LANGUAGE
CORNER
by
Evan Jenkins
"Near
Miss"
Amost a hit
Jim Benes of WBBM Newsradio 78, Chicago's all-news station,
emailed recently to report a running battle -- certain morning-drive
staff members vs. evening-drive, as it happened -- over the
phrase "near miss." The morning people, he said, thought the
term could be confusing: "After all, if you nearly miss something,
don't you hit it?" At first blush, "near miss" does seem to
be a contradiction in terms, even though it's deeply ingrained
in the language. But Merriam-Webster's Dictionary of English
Usage (1994), tracing the phrase to World War II, notes
its ubiquity and concludes that "despite its apparent lack
of logic, it is not an error." Fowler's Modern English
Usage defines a near miss simply as "a miss that was nearly
a hit." (That's from the 1968 edition; the 1996 Fowler's
omits the phrase, which suggests that it's no longer deemed
worthy of discussion.) As an alternative, "near-collision"
is unambiguous and unchallengeable. But WBBM's evening-drive
cadre is also on target, as it were, with near miss.
None,
pl.; Hung/Hanged
From the Email Bag
A visitor to the site noted that the item "You've Got to Be
Carefully Taught" (below; CJR Sept./Oct. 1996) said
at one point, "It's a good bet none of us in journalism do,"
and asked, "Does not 'none' require 'does' "? More often than
not, it doesn't. The word literally means "no one" or "not
one," of course, and those are the ways to say it if we're
emphasizing the singular nature of something. Otherwise, most
modern authorities prefer to use "none" as a plural.
Another
e-mailer wondered about this passage from a magazine article:
"The majority of the people had not died from natural causes.
Most had been hung - the ropes were around their necks - hit
over the head or stabbed." As a past tense for the word meaning
to put to death by hanging, "hung" is accepted by some dictionaries
as one alternative. Most of those modern authorities, though,
still argue that pictures are hung and people are hanged.
Normalcy
A Time for Normalcy
For a little less than four score and seven years, professors
and editors have told writers to avoid the word "normalcy."
Coined by Warren G. Harding, they said, and what did he
know? Only "normality" would do. But though the
great statesmans prescription in his 1920 presidential
campaign "not nostrums, but normalcy"
both popularized the word and drew derision from pedants,
it had been around long before he used it. Over the years
since, says Merriam-Websters Dictionary of English Usage,
"normalcy" has become "recognized as standard
by all major dictionaries," and "there is no need
to avoid its use."
Its use has hardly been avoided since September 11, 2001;
it has pretty much swamped "normality" to express
the condition Americans long for and whose loss they grieve.
And somehow, despite long indocrination, "normalcy"

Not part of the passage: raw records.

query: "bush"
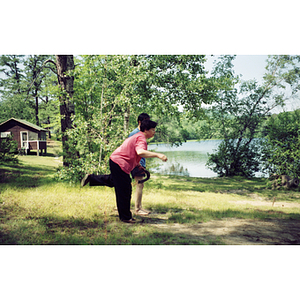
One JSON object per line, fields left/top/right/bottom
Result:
{"left": 56, "top": 153, "right": 111, "bottom": 184}
{"left": 261, "top": 110, "right": 300, "bottom": 178}
{"left": 0, "top": 135, "right": 18, "bottom": 163}
{"left": 206, "top": 138, "right": 260, "bottom": 177}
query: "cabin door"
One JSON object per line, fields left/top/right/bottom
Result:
{"left": 20, "top": 131, "right": 29, "bottom": 149}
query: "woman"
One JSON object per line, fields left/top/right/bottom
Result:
{"left": 81, "top": 119, "right": 167, "bottom": 223}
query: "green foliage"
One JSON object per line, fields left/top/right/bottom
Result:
{"left": 206, "top": 78, "right": 268, "bottom": 177}
{"left": 56, "top": 114, "right": 123, "bottom": 182}
{"left": 0, "top": 55, "right": 59, "bottom": 130}
{"left": 55, "top": 55, "right": 220, "bottom": 182}
{"left": 3, "top": 54, "right": 300, "bottom": 183}
{"left": 1, "top": 54, "right": 221, "bottom": 182}
{"left": 0, "top": 55, "right": 33, "bottom": 123}
{"left": 206, "top": 55, "right": 262, "bottom": 177}
{"left": 152, "top": 116, "right": 188, "bottom": 146}
{"left": 0, "top": 135, "right": 18, "bottom": 163}
{"left": 144, "top": 55, "right": 217, "bottom": 118}
{"left": 58, "top": 55, "right": 135, "bottom": 180}
{"left": 261, "top": 110, "right": 300, "bottom": 177}
{"left": 206, "top": 138, "right": 261, "bottom": 177}
{"left": 151, "top": 110, "right": 224, "bottom": 144}
{"left": 207, "top": 55, "right": 300, "bottom": 177}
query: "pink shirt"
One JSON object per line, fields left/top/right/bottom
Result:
{"left": 110, "top": 131, "right": 147, "bottom": 174}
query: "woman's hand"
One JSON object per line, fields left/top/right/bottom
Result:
{"left": 158, "top": 153, "right": 168, "bottom": 162}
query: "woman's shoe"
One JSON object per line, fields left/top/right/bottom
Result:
{"left": 121, "top": 218, "right": 136, "bottom": 223}
{"left": 135, "top": 208, "right": 151, "bottom": 216}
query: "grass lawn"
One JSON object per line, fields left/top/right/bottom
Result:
{"left": 1, "top": 139, "right": 300, "bottom": 245}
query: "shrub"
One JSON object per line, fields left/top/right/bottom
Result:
{"left": 261, "top": 110, "right": 300, "bottom": 178}
{"left": 0, "top": 135, "right": 18, "bottom": 163}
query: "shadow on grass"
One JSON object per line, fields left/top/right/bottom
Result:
{"left": 146, "top": 175, "right": 300, "bottom": 202}
{"left": 2, "top": 201, "right": 300, "bottom": 245}
{"left": 23, "top": 151, "right": 61, "bottom": 158}
{"left": 148, "top": 175, "right": 268, "bottom": 192}
{"left": 0, "top": 209, "right": 205, "bottom": 245}
{"left": 143, "top": 203, "right": 300, "bottom": 224}
{"left": 0, "top": 206, "right": 107, "bottom": 245}
{"left": 0, "top": 161, "right": 57, "bottom": 188}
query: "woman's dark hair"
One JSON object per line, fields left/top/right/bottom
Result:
{"left": 138, "top": 113, "right": 150, "bottom": 123}
{"left": 140, "top": 119, "right": 157, "bottom": 132}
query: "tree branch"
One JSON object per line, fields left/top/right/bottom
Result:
{"left": 25, "top": 59, "right": 58, "bottom": 101}
{"left": 43, "top": 59, "right": 58, "bottom": 75}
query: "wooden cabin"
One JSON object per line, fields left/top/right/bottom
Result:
{"left": 0, "top": 118, "right": 48, "bottom": 156}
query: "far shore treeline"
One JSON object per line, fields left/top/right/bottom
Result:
{"left": 1, "top": 55, "right": 300, "bottom": 182}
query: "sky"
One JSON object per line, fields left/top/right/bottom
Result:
{"left": 235, "top": 56, "right": 300, "bottom": 112}
{"left": 205, "top": 55, "right": 300, "bottom": 113}
{"left": 205, "top": 55, "right": 268, "bottom": 82}
{"left": 227, "top": 55, "right": 268, "bottom": 82}
{"left": 204, "top": 55, "right": 268, "bottom": 88}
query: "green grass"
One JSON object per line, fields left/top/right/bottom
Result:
{"left": 1, "top": 139, "right": 300, "bottom": 245}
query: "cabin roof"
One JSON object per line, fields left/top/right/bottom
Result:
{"left": 0, "top": 118, "right": 48, "bottom": 132}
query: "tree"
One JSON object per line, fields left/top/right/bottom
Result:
{"left": 34, "top": 55, "right": 79, "bottom": 167}
{"left": 0, "top": 55, "right": 33, "bottom": 122}
{"left": 261, "top": 109, "right": 300, "bottom": 178}
{"left": 142, "top": 55, "right": 217, "bottom": 117}
{"left": 0, "top": 55, "right": 24, "bottom": 94}
{"left": 0, "top": 134, "right": 18, "bottom": 163}
{"left": 23, "top": 55, "right": 54, "bottom": 126}
{"left": 130, "top": 55, "right": 219, "bottom": 146}
{"left": 54, "top": 55, "right": 79, "bottom": 167}
{"left": 0, "top": 55, "right": 58, "bottom": 131}
{"left": 56, "top": 55, "right": 220, "bottom": 182}
{"left": 206, "top": 55, "right": 300, "bottom": 177}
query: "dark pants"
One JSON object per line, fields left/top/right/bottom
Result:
{"left": 89, "top": 174, "right": 114, "bottom": 187}
{"left": 109, "top": 159, "right": 132, "bottom": 221}
{"left": 88, "top": 160, "right": 133, "bottom": 221}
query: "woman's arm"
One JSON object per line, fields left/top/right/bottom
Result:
{"left": 137, "top": 149, "right": 168, "bottom": 162}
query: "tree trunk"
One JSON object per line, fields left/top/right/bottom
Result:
{"left": 33, "top": 67, "right": 40, "bottom": 127}
{"left": 45, "top": 96, "right": 51, "bottom": 138}
{"left": 124, "top": 106, "right": 130, "bottom": 135}
{"left": 55, "top": 55, "right": 78, "bottom": 166}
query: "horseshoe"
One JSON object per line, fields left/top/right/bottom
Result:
{"left": 138, "top": 168, "right": 150, "bottom": 184}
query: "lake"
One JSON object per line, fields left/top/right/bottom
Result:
{"left": 148, "top": 140, "right": 222, "bottom": 178}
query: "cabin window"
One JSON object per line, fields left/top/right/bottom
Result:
{"left": 0, "top": 132, "right": 11, "bottom": 138}
{"left": 28, "top": 131, "right": 38, "bottom": 141}
{"left": 20, "top": 131, "right": 29, "bottom": 149}
{"left": 40, "top": 132, "right": 46, "bottom": 141}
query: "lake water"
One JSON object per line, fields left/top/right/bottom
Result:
{"left": 148, "top": 140, "right": 222, "bottom": 178}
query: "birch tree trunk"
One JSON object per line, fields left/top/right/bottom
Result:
{"left": 124, "top": 106, "right": 130, "bottom": 135}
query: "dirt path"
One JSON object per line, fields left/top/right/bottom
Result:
{"left": 151, "top": 218, "right": 300, "bottom": 245}
{"left": 146, "top": 199, "right": 300, "bottom": 245}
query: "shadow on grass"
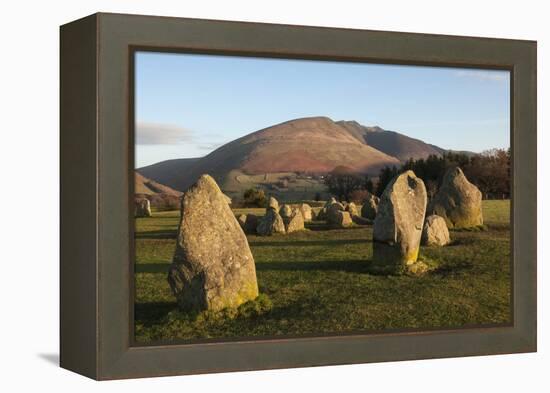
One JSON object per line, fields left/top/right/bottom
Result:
{"left": 136, "top": 257, "right": 465, "bottom": 277}
{"left": 135, "top": 301, "right": 177, "bottom": 326}
{"left": 249, "top": 239, "right": 370, "bottom": 248}
{"left": 136, "top": 230, "right": 177, "bottom": 239}
{"left": 256, "top": 259, "right": 373, "bottom": 273}
{"left": 135, "top": 263, "right": 170, "bottom": 273}
{"left": 305, "top": 222, "right": 370, "bottom": 231}
{"left": 432, "top": 260, "right": 474, "bottom": 277}
{"left": 443, "top": 236, "right": 478, "bottom": 247}
{"left": 485, "top": 222, "right": 511, "bottom": 232}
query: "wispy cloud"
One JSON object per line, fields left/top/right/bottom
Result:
{"left": 198, "top": 143, "right": 224, "bottom": 151}
{"left": 454, "top": 70, "right": 509, "bottom": 82}
{"left": 136, "top": 122, "right": 193, "bottom": 145}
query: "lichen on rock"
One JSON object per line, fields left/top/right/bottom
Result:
{"left": 167, "top": 175, "right": 259, "bottom": 312}
{"left": 372, "top": 170, "right": 427, "bottom": 274}
{"left": 428, "top": 167, "right": 483, "bottom": 229}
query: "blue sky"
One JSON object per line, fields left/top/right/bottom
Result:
{"left": 135, "top": 51, "right": 510, "bottom": 168}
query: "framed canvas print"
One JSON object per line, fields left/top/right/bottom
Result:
{"left": 60, "top": 13, "right": 537, "bottom": 380}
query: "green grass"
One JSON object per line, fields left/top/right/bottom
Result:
{"left": 134, "top": 200, "right": 511, "bottom": 343}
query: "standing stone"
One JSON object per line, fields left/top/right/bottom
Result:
{"left": 352, "top": 215, "right": 372, "bottom": 225}
{"left": 298, "top": 203, "right": 313, "bottom": 222}
{"left": 422, "top": 215, "right": 451, "bottom": 246}
{"left": 167, "top": 175, "right": 258, "bottom": 312}
{"left": 372, "top": 170, "right": 427, "bottom": 274}
{"left": 317, "top": 197, "right": 337, "bottom": 220}
{"left": 285, "top": 208, "right": 305, "bottom": 233}
{"left": 135, "top": 198, "right": 152, "bottom": 217}
{"left": 243, "top": 214, "right": 259, "bottom": 234}
{"left": 331, "top": 210, "right": 353, "bottom": 228}
{"left": 237, "top": 214, "right": 247, "bottom": 228}
{"left": 361, "top": 194, "right": 380, "bottom": 220}
{"left": 428, "top": 167, "right": 483, "bottom": 229}
{"left": 257, "top": 208, "right": 286, "bottom": 236}
{"left": 345, "top": 202, "right": 359, "bottom": 217}
{"left": 327, "top": 201, "right": 345, "bottom": 224}
{"left": 267, "top": 196, "right": 279, "bottom": 210}
{"left": 279, "top": 204, "right": 293, "bottom": 219}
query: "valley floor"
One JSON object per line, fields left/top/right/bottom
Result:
{"left": 134, "top": 200, "right": 511, "bottom": 344}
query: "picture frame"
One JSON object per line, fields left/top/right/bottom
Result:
{"left": 60, "top": 12, "right": 537, "bottom": 380}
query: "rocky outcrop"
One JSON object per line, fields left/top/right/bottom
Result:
{"left": 372, "top": 170, "right": 427, "bottom": 274}
{"left": 428, "top": 167, "right": 483, "bottom": 229}
{"left": 167, "top": 175, "right": 258, "bottom": 312}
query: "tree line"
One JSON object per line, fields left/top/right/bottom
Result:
{"left": 324, "top": 149, "right": 510, "bottom": 201}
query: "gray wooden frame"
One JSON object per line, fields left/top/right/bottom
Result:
{"left": 60, "top": 12, "right": 537, "bottom": 380}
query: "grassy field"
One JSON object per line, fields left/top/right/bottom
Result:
{"left": 222, "top": 170, "right": 330, "bottom": 201}
{"left": 134, "top": 200, "right": 511, "bottom": 344}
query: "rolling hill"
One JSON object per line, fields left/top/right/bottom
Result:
{"left": 135, "top": 172, "right": 182, "bottom": 196}
{"left": 135, "top": 172, "right": 183, "bottom": 210}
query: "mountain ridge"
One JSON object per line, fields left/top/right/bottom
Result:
{"left": 138, "top": 116, "right": 457, "bottom": 193}
{"left": 336, "top": 120, "right": 446, "bottom": 161}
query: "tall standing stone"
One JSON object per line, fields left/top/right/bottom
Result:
{"left": 167, "top": 175, "right": 259, "bottom": 312}
{"left": 135, "top": 198, "right": 152, "bottom": 217}
{"left": 372, "top": 170, "right": 427, "bottom": 274}
{"left": 428, "top": 167, "right": 483, "bottom": 228}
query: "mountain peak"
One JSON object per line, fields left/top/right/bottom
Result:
{"left": 366, "top": 125, "right": 385, "bottom": 132}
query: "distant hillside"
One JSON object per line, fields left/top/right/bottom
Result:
{"left": 138, "top": 158, "right": 200, "bottom": 192}
{"left": 135, "top": 172, "right": 182, "bottom": 210}
{"left": 337, "top": 120, "right": 446, "bottom": 162}
{"left": 135, "top": 172, "right": 182, "bottom": 196}
{"left": 138, "top": 117, "right": 400, "bottom": 192}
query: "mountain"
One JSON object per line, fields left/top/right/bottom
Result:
{"left": 336, "top": 120, "right": 445, "bottom": 162}
{"left": 138, "top": 117, "right": 401, "bottom": 192}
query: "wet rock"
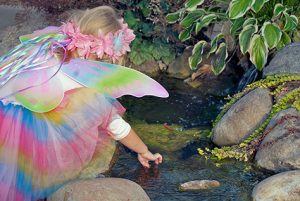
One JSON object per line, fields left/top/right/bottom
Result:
{"left": 252, "top": 170, "right": 300, "bottom": 201}
{"left": 255, "top": 108, "right": 300, "bottom": 172}
{"left": 179, "top": 180, "right": 220, "bottom": 191}
{"left": 167, "top": 46, "right": 192, "bottom": 79}
{"left": 263, "top": 43, "right": 300, "bottom": 76}
{"left": 48, "top": 178, "right": 151, "bottom": 201}
{"left": 212, "top": 88, "right": 272, "bottom": 146}
{"left": 78, "top": 137, "right": 118, "bottom": 179}
{"left": 132, "top": 121, "right": 202, "bottom": 152}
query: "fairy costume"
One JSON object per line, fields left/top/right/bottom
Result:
{"left": 0, "top": 21, "right": 168, "bottom": 201}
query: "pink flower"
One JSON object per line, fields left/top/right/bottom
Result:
{"left": 60, "top": 20, "right": 135, "bottom": 62}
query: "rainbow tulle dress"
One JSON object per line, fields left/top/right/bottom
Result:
{"left": 0, "top": 27, "right": 168, "bottom": 201}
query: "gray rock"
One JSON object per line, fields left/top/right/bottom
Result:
{"left": 78, "top": 137, "right": 117, "bottom": 179}
{"left": 179, "top": 180, "right": 220, "bottom": 191}
{"left": 48, "top": 178, "right": 151, "bottom": 201}
{"left": 252, "top": 170, "right": 300, "bottom": 201}
{"left": 0, "top": 5, "right": 51, "bottom": 55}
{"left": 167, "top": 46, "right": 192, "bottom": 79}
{"left": 263, "top": 43, "right": 300, "bottom": 76}
{"left": 212, "top": 88, "right": 272, "bottom": 146}
{"left": 255, "top": 108, "right": 300, "bottom": 172}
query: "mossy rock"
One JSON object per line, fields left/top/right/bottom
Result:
{"left": 130, "top": 120, "right": 209, "bottom": 152}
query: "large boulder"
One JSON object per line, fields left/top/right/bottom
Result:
{"left": 263, "top": 43, "right": 300, "bottom": 76}
{"left": 212, "top": 88, "right": 272, "bottom": 146}
{"left": 252, "top": 170, "right": 300, "bottom": 201}
{"left": 255, "top": 108, "right": 300, "bottom": 172}
{"left": 49, "top": 178, "right": 151, "bottom": 201}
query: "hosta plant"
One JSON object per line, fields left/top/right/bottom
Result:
{"left": 166, "top": 0, "right": 300, "bottom": 75}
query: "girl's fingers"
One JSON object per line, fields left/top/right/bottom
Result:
{"left": 142, "top": 160, "right": 150, "bottom": 168}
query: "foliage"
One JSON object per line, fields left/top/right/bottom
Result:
{"left": 20, "top": 0, "right": 180, "bottom": 66}
{"left": 166, "top": 0, "right": 300, "bottom": 75}
{"left": 202, "top": 74, "right": 300, "bottom": 161}
{"left": 121, "top": 0, "right": 180, "bottom": 66}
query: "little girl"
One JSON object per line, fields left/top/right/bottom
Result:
{"left": 0, "top": 6, "right": 168, "bottom": 201}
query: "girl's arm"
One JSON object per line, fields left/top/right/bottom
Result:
{"left": 108, "top": 115, "right": 162, "bottom": 168}
{"left": 119, "top": 129, "right": 163, "bottom": 168}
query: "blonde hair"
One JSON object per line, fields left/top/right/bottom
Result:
{"left": 69, "top": 6, "right": 122, "bottom": 36}
{"left": 67, "top": 6, "right": 125, "bottom": 64}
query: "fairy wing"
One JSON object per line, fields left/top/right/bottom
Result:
{"left": 61, "top": 58, "right": 169, "bottom": 98}
{"left": 0, "top": 34, "right": 65, "bottom": 113}
{"left": 19, "top": 26, "right": 60, "bottom": 42}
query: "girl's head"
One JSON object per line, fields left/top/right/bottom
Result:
{"left": 62, "top": 6, "right": 135, "bottom": 64}
{"left": 70, "top": 6, "right": 122, "bottom": 36}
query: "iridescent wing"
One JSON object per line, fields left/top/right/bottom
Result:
{"left": 61, "top": 59, "right": 169, "bottom": 98}
{"left": 19, "top": 26, "right": 60, "bottom": 42}
{"left": 0, "top": 34, "right": 65, "bottom": 113}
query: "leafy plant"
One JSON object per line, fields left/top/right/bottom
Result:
{"left": 123, "top": 0, "right": 179, "bottom": 66}
{"left": 166, "top": 0, "right": 300, "bottom": 75}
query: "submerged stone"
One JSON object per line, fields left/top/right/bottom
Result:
{"left": 130, "top": 120, "right": 205, "bottom": 152}
{"left": 179, "top": 180, "right": 220, "bottom": 191}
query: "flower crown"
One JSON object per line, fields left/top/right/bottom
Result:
{"left": 60, "top": 20, "right": 135, "bottom": 63}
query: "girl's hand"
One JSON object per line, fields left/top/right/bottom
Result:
{"left": 138, "top": 151, "right": 163, "bottom": 168}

these days sounds perfectly (yes) normal.
Notoriety
Noting With Disapproval
If "notorious," which has nothing negative in its roots, nonetheless
has come to mean "infamous," what is "notoriety"? One dictionary's
definition -- "the quality of being notorious" -- seems unassailable.
So when the writer said it was "not in Thomas's personality
to court notoriety," the passage was open to misunderstanding.
(Other things made it clear that the writer was paying a compliment.)
As a synonym for simple fame, "notoriety" has gained ground.
But it's still better used to mean a bad reputation -- ill
fame. Less room for misunderstanding.